Convertible notes though have their downsides. They can have complicated legal terms, and as debt, they have regulatory requirements that can slow down and burden the funding process. To overcome these challenges, in 2013 Y Combinator introduced (and freely shared) a new investment instrument, the Simple Agreement for Future Equity (SAFE). We decided to use this instrument for our initial seed round of funding for the business.

We outlined our funding strategy:

Since the VisuALS team had compellingly pitched (twice) to judges in winning the Love’s Cup competition, we already had a very strong start to a pitch deck for potential investors. Now we needed to find those investors and convince them to invest.

The timing couldn’t have been better. Providentially, OC’s annual celebration dinner for its top donors was held the same day as the semi-finals round of the Love’s Cup competition. OC’s President John deSteiguer asked if he could tell the VisuALS story at the dinner. He closed the entire evening with the story, including the video of how VisuALS had so dramatically impacted Carl and his wife Janice’s life. There wasn’t a dry eye in the room. If that wasn’t moving enough, President deSteigeur had invited Carl and his family to attend and the VisuALS team was standing behind them in the back of the room. Carl amazingly stood from his wheelchair and walked around to give each member of the VisuALS team a hug.

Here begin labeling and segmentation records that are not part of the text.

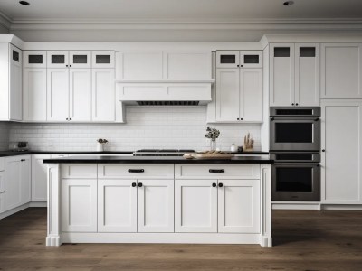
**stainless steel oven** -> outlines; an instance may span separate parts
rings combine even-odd
[[[272,200],[319,201],[320,172],[319,153],[272,153]]]
[[[271,151],[319,151],[319,107],[271,107]]]

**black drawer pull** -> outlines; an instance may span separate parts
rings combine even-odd
[[[210,173],[224,173],[225,172],[225,170],[209,170]]]
[[[142,173],[144,172],[145,172],[144,169],[139,169],[139,170],[138,170],[138,169],[129,169],[129,173]]]

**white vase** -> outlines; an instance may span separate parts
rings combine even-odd
[[[97,152],[103,152],[103,151],[104,151],[103,144],[97,142]]]

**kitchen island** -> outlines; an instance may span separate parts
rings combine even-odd
[[[47,246],[272,246],[271,164],[259,156],[72,156],[48,167]]]

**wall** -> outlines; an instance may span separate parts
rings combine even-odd
[[[9,145],[9,126],[5,122],[0,122],[0,151],[8,149]]]
[[[66,125],[17,124],[10,126],[12,141],[28,141],[33,150],[94,151],[97,138],[110,141],[107,150],[134,151],[141,148],[207,149],[205,107],[128,107],[127,124]],[[260,125],[217,125],[217,146],[229,150],[232,143],[242,145],[243,136],[254,136],[260,150]]]

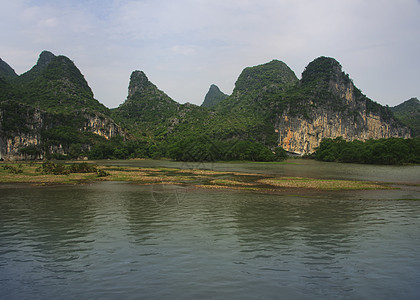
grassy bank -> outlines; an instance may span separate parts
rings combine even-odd
[[[199,169],[97,166],[87,163],[0,164],[0,183],[52,185],[82,184],[96,181],[175,184],[207,189],[239,189],[262,192],[282,192],[291,189],[324,191],[390,189],[384,183],[366,181],[273,177],[263,174]]]

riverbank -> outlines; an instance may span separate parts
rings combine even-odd
[[[170,184],[206,189],[234,189],[258,192],[285,192],[296,189],[340,191],[387,190],[394,188],[390,183],[360,180],[319,179],[205,169],[89,165],[94,166],[96,171],[45,174],[45,172],[42,172],[41,167],[43,163],[41,162],[1,163],[0,183],[28,183],[42,186],[118,181],[143,185]],[[77,166],[80,166],[80,164],[63,164],[63,167],[65,166],[73,166],[77,170]]]

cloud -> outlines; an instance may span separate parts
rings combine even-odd
[[[122,103],[142,69],[175,100],[230,93],[244,67],[271,59],[299,76],[335,57],[383,104],[420,96],[419,1],[0,0],[0,55],[17,72],[51,50],[75,61],[96,97]]]

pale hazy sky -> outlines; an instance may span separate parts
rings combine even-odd
[[[0,0],[0,28],[0,58],[18,74],[42,50],[65,55],[108,107],[134,70],[201,104],[247,66],[279,59],[300,78],[319,56],[383,105],[420,98],[420,0]]]

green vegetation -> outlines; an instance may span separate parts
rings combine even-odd
[[[391,108],[395,117],[411,128],[413,137],[420,136],[420,101],[411,98],[404,103]]]
[[[96,173],[99,177],[108,176],[109,173],[104,170],[98,169],[96,165],[88,163],[74,163],[71,165],[65,165],[61,163],[54,163],[47,160],[38,167],[36,172],[48,175],[68,175],[71,173]]]
[[[389,138],[347,142],[342,137],[324,139],[315,153],[320,161],[398,165],[420,163],[420,138]]]
[[[228,95],[222,93],[222,91],[220,91],[216,85],[212,84],[206,96],[204,97],[204,101],[201,104],[201,107],[213,107],[219,102],[225,100],[227,97]]]
[[[391,125],[398,125],[388,108],[371,101],[356,87],[356,103],[348,105],[342,91],[336,89],[346,89],[351,84],[341,65],[332,58],[320,57],[311,62],[300,81],[285,63],[273,60],[245,68],[229,97],[212,86],[209,97],[218,103],[198,107],[175,102],[143,72],[134,71],[127,100],[109,110],[94,99],[85,78],[70,59],[44,51],[37,64],[21,76],[0,61],[0,137],[27,135],[36,139],[36,143],[19,149],[18,154],[25,159],[281,161],[286,153],[277,147],[275,127],[284,113],[310,120],[319,111],[338,112],[354,121],[349,124],[361,124],[360,110],[366,107],[368,112],[390,120]],[[118,131],[119,135],[108,139],[104,133],[110,128],[102,121],[111,122],[111,117],[125,133]],[[92,125],[91,121],[98,119],[100,125]],[[354,144],[352,147],[359,147],[357,142]],[[322,149],[318,151],[321,160],[374,161],[352,158],[351,150],[335,156]],[[379,163],[405,162],[399,157],[376,159]]]
[[[19,170],[11,172],[10,170]],[[138,168],[98,166],[88,163],[65,165],[44,163],[5,165],[1,183],[74,184],[94,181],[125,181],[137,184],[171,184],[205,189],[250,190],[263,193],[290,193],[337,190],[391,189],[384,183],[325,180],[302,177],[273,177],[264,174],[221,172],[199,169]]]

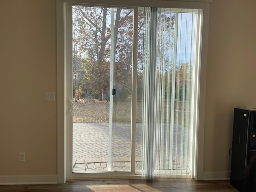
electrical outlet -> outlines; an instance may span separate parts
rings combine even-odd
[[[21,162],[25,162],[25,153],[24,152],[20,152],[19,153],[19,161]]]

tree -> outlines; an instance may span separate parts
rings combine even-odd
[[[84,79],[86,84],[93,87],[98,93],[100,101],[102,91],[108,86],[109,83],[111,10],[107,8],[73,7],[73,28],[78,33],[76,38],[73,41],[79,42],[78,52],[86,60],[82,65],[86,70]],[[119,46],[122,47],[121,45],[125,44],[124,41],[128,39],[124,38],[123,36],[122,40],[120,40],[122,38],[120,33],[128,34],[128,32],[124,32],[125,28],[120,30],[119,26],[123,26],[124,24],[128,26],[126,18],[130,20],[129,16],[132,16],[132,10],[115,9],[114,40],[111,43],[114,44],[114,47],[116,48],[116,54],[118,53],[114,56],[115,63],[122,62],[123,59],[120,56],[124,55],[124,51],[127,51],[124,49],[122,54],[122,49],[119,48]],[[130,36],[131,34],[128,35]],[[120,45],[117,47],[118,41]],[[132,50],[132,48],[130,49]],[[116,58],[118,60],[116,61]],[[125,67],[126,69],[130,69],[128,65],[131,65],[132,62],[126,63],[127,64]],[[115,75],[115,78],[118,79],[118,73]]]

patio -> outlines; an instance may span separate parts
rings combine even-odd
[[[177,130],[179,132],[185,130],[184,128],[177,129],[183,127],[176,125],[174,133],[176,133]],[[141,123],[137,124],[136,170],[142,169],[141,127]],[[108,123],[74,123],[73,128],[73,172],[107,171]],[[130,171],[130,123],[113,123],[113,133],[112,171]],[[187,138],[184,137],[183,139]],[[176,148],[174,146],[173,148],[176,149],[178,152],[176,153],[182,153],[180,146]],[[172,158],[173,166],[179,169],[182,166],[180,162],[182,161],[176,159],[179,156],[179,155],[174,156]],[[160,166],[164,168],[165,166],[169,166],[169,161],[161,162]]]

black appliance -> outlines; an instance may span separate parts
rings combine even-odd
[[[256,108],[235,108],[230,184],[256,192]]]

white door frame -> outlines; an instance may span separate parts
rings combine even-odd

President deSteiguer tells the VisuALS story

Three-hundred people who had already proven their willingness and ability to open their wallets to support the work of OC heard and felt the impact that VisuALS was having in the ALS community. We were blessed to be able to close most of the seed round of funding from friends, family, and angels in attendance at that OC dinner.

Now we had the MVP, we had the team, and we had the funding. All that was left was to execute (experienced entrepreneurs — feel free to chuckle…).

Sources:

¹Loomis, E., & Baehr, E. (2015). Get Backed. Harvard Business Review.

²Feld, B., & Mendelson, J. (2013). Venture deals: Be smarter than your lawyer and venture capitalist. Hoboken, NJ: Wiley.